I must say this book was an incredible blessing to me. It was just the encouragement I needed to start the year off. I am one who struggles with the idea of acceptance and confidence so much of the content of this book really hit home.
One chapter in particular that took me off guard was 5 – “I am Appreciated.” It just doesn’t seem right to think of myself as appreciated. Sometimes as Christians, we don’t know what to do with praise, compliments or appreciation from others. We rightfully attribute anything of value we are able to do to God’s grace and strength. Yet, it is not wrong to appreciate the work of God in the lives of others nor is it necessarily a bad thing to revel in the value you have through the grace and strength of God.

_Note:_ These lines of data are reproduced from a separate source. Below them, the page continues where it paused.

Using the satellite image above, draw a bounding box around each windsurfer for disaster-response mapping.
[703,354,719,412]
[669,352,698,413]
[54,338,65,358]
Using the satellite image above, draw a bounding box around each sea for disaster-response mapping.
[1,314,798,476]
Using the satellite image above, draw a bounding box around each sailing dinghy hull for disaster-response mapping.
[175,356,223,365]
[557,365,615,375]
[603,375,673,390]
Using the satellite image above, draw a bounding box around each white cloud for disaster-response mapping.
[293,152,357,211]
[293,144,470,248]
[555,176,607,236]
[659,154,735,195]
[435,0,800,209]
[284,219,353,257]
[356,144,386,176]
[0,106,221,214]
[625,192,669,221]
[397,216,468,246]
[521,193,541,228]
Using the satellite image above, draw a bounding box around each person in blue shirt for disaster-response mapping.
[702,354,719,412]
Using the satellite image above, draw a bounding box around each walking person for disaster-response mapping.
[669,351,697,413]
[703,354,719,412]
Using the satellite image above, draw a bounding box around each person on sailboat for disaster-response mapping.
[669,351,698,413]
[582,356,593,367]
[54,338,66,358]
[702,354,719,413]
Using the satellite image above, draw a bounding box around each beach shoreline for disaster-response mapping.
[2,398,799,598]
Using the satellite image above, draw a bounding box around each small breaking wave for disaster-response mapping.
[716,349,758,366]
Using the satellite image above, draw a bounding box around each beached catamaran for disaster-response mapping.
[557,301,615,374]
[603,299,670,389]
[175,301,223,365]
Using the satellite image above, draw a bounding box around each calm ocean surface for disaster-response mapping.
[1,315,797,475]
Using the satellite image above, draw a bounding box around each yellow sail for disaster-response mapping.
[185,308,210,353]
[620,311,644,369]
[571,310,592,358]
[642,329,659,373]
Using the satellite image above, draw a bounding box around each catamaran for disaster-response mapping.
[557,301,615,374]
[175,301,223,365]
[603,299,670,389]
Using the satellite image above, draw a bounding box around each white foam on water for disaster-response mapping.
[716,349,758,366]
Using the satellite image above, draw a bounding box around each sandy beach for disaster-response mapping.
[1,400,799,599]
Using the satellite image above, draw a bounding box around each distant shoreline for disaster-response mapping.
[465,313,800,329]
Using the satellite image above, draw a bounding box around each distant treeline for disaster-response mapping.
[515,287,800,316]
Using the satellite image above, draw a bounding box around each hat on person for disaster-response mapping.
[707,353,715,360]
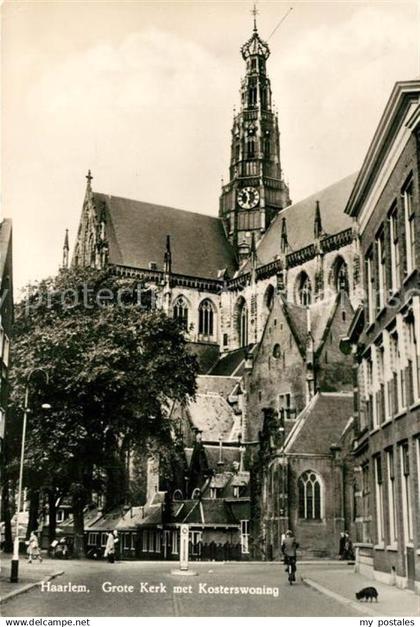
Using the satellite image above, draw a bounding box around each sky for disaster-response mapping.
[2,0,420,295]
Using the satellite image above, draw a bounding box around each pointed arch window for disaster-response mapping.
[298,471,322,519]
[335,257,349,294]
[296,272,312,306]
[264,284,275,311]
[198,299,215,338]
[236,298,249,347]
[173,296,189,330]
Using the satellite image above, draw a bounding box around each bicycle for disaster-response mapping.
[284,556,297,585]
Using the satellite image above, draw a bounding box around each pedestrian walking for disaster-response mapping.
[343,532,354,560]
[104,531,116,564]
[26,531,43,563]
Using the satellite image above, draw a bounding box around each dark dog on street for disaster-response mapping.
[355,586,379,602]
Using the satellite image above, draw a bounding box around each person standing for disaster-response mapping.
[104,531,115,564]
[112,530,119,561]
[339,532,346,559]
[27,531,43,564]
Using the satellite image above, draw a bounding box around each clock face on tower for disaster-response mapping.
[237,186,260,209]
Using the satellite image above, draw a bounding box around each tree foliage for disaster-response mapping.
[9,267,198,554]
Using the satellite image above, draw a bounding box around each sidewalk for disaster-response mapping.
[301,563,420,617]
[0,554,64,604]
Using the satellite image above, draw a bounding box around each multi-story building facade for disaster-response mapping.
[346,80,420,592]
[0,218,13,551]
[0,219,13,455]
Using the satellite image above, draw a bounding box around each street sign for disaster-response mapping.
[179,524,189,571]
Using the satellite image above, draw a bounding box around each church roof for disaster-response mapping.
[187,393,236,441]
[285,392,353,456]
[239,173,357,274]
[95,193,237,280]
[196,375,240,399]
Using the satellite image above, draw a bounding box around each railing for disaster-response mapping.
[112,264,224,293]
[286,244,316,268]
[228,272,251,290]
[322,228,353,253]
[256,258,283,280]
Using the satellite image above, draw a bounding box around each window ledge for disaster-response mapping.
[366,322,375,334]
[380,418,393,428]
[394,409,407,420]
[369,426,381,436]
[374,543,385,550]
[376,306,387,320]
[409,399,420,411]
[403,269,417,285]
[354,542,374,549]
[386,544,398,551]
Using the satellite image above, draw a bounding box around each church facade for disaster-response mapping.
[69,21,362,559]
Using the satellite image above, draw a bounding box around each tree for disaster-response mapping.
[9,267,197,556]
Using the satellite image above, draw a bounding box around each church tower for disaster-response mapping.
[219,10,291,262]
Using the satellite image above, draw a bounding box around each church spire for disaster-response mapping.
[62,228,69,269]
[86,169,93,190]
[219,11,291,259]
[164,234,172,275]
[280,217,288,254]
[251,3,258,33]
[314,200,323,239]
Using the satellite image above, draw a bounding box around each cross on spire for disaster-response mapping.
[251,3,258,32]
[86,169,93,188]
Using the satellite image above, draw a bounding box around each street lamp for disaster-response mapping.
[10,368,49,583]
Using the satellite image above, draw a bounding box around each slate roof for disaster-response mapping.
[186,343,220,374]
[94,193,237,280]
[230,471,250,487]
[196,375,240,399]
[187,393,236,440]
[209,472,234,489]
[170,499,242,526]
[209,345,254,376]
[285,392,353,456]
[203,445,241,469]
[281,295,340,354]
[239,173,357,274]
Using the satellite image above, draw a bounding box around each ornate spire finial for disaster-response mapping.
[62,228,69,269]
[280,216,288,254]
[86,169,93,189]
[251,3,258,32]
[164,234,172,275]
[314,200,323,239]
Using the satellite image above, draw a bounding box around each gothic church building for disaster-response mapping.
[70,21,361,558]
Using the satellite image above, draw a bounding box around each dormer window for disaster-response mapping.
[149,261,158,271]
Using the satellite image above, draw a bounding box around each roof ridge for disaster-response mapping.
[93,191,221,222]
[319,391,353,397]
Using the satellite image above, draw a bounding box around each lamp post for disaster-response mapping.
[10,368,49,583]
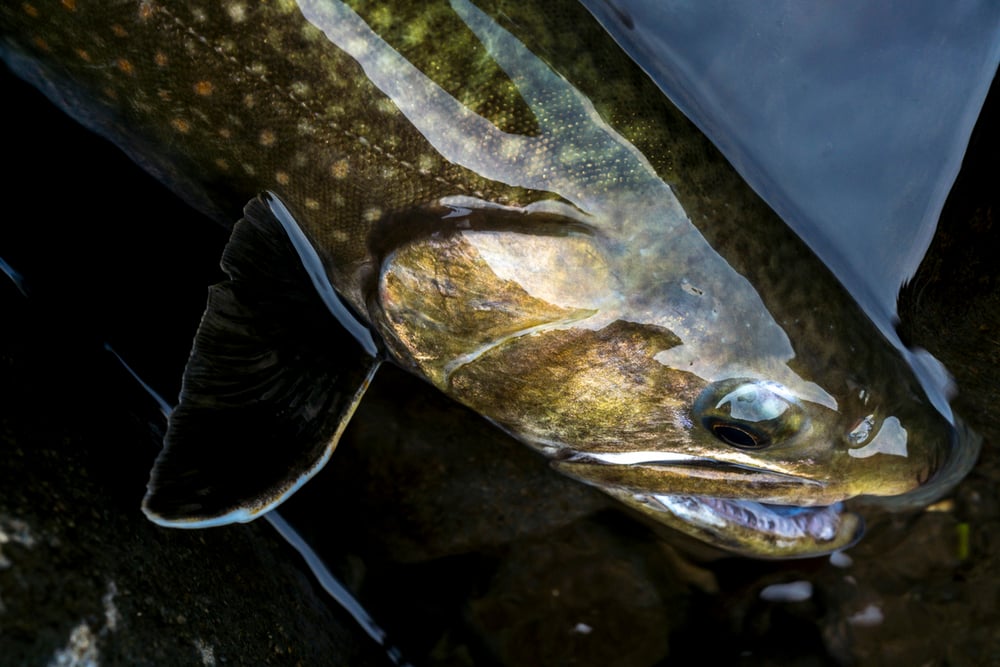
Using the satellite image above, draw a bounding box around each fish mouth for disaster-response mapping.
[635,494,858,555]
[553,452,863,558]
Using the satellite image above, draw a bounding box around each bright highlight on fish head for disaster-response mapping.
[372,219,968,558]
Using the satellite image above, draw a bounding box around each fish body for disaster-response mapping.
[1,0,977,557]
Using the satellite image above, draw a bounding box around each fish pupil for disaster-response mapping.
[711,423,767,449]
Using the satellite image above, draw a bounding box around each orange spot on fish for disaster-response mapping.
[75,48,91,62]
[214,158,230,171]
[194,80,214,96]
[154,52,168,67]
[32,36,50,52]
[259,129,276,147]
[275,171,290,185]
[138,2,155,21]
[111,24,128,38]
[22,3,38,17]
[61,0,76,11]
[330,159,350,179]
[117,58,135,76]
[171,118,191,134]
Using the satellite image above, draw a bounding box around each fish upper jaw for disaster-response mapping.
[552,449,853,506]
[551,449,866,557]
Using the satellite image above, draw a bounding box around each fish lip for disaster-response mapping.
[561,449,826,489]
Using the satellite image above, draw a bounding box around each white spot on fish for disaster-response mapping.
[290,81,311,99]
[416,154,436,174]
[297,119,316,136]
[259,129,277,147]
[375,97,398,116]
[330,158,349,179]
[226,2,246,23]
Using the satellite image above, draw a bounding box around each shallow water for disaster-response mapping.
[2,8,999,666]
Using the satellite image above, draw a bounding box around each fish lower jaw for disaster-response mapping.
[631,493,862,558]
[653,495,840,540]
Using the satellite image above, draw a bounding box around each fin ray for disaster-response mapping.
[143,193,380,526]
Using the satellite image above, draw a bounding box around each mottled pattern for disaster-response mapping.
[2,1,540,306]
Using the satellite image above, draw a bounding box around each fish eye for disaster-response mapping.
[705,419,769,449]
[694,379,807,450]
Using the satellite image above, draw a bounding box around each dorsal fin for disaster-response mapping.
[143,193,380,527]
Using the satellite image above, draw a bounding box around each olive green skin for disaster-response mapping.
[1,0,961,556]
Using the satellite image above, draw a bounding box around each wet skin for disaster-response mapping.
[0,0,976,557]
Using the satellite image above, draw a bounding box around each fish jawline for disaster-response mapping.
[639,493,861,558]
[553,451,862,557]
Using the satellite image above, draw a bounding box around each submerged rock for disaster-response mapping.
[0,289,394,666]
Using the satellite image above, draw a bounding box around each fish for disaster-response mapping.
[0,0,979,558]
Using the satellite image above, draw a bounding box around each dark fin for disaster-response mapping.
[143,192,380,527]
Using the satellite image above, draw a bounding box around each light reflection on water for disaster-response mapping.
[582,0,1000,320]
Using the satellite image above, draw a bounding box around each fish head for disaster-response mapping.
[370,201,965,558]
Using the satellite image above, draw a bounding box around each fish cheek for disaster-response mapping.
[373,228,698,452]
[446,321,697,452]
[372,231,591,388]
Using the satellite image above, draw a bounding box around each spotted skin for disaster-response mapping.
[0,1,975,557]
[3,0,728,309]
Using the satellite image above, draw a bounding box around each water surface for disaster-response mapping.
[583,0,1000,321]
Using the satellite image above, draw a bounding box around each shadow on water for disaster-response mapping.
[2,21,999,667]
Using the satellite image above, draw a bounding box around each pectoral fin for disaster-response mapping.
[143,192,380,527]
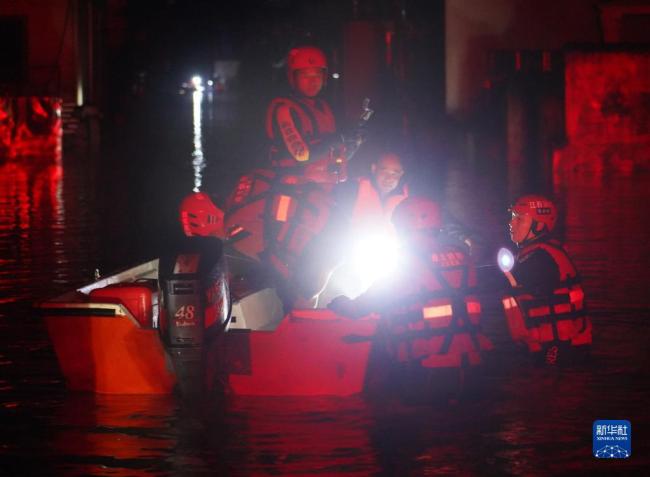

Driscoll explains, “While it may sound spiritual to say that everything that happens in solely by God and that we take no credit and deserve no appreciation for anything we do, it’s unbiblical and ungrateful. The reality is that we are God’s “workmanship, created in Christ Jesus for good works, which God prepared beforehand that we should walk in them.” The word workmanship used by Paul denotes that we are God’s work of art or poem. Just as we do with works of art made by artists in this world, we can take enjoyment in, praise, and appreciate the work of the art itself while giving ultimate credit to the artist who created it.” (page 56)
There are a few things I may wince at or shake my head at a few times in these pages… While at times Driscoll’s illustrations can be graphic for my taste, I need to remember life outside the four walls of the white, suburban, upper-middle class comfortable churches and Christian organizations I am associated with can be rough. Sometimes I need to be reminded of the real needs of real people. Driscoll’s charismatic, spiritual-gift views are not where I am at, but this book is still of great value despite of my differences with him in these areas.
So, I would encourage you to purchase this book and start to study just what it means to find your identity in Christ.
Disclaimer: This book was provided by the publisher for review. I was under no obligation to offer a favorable review.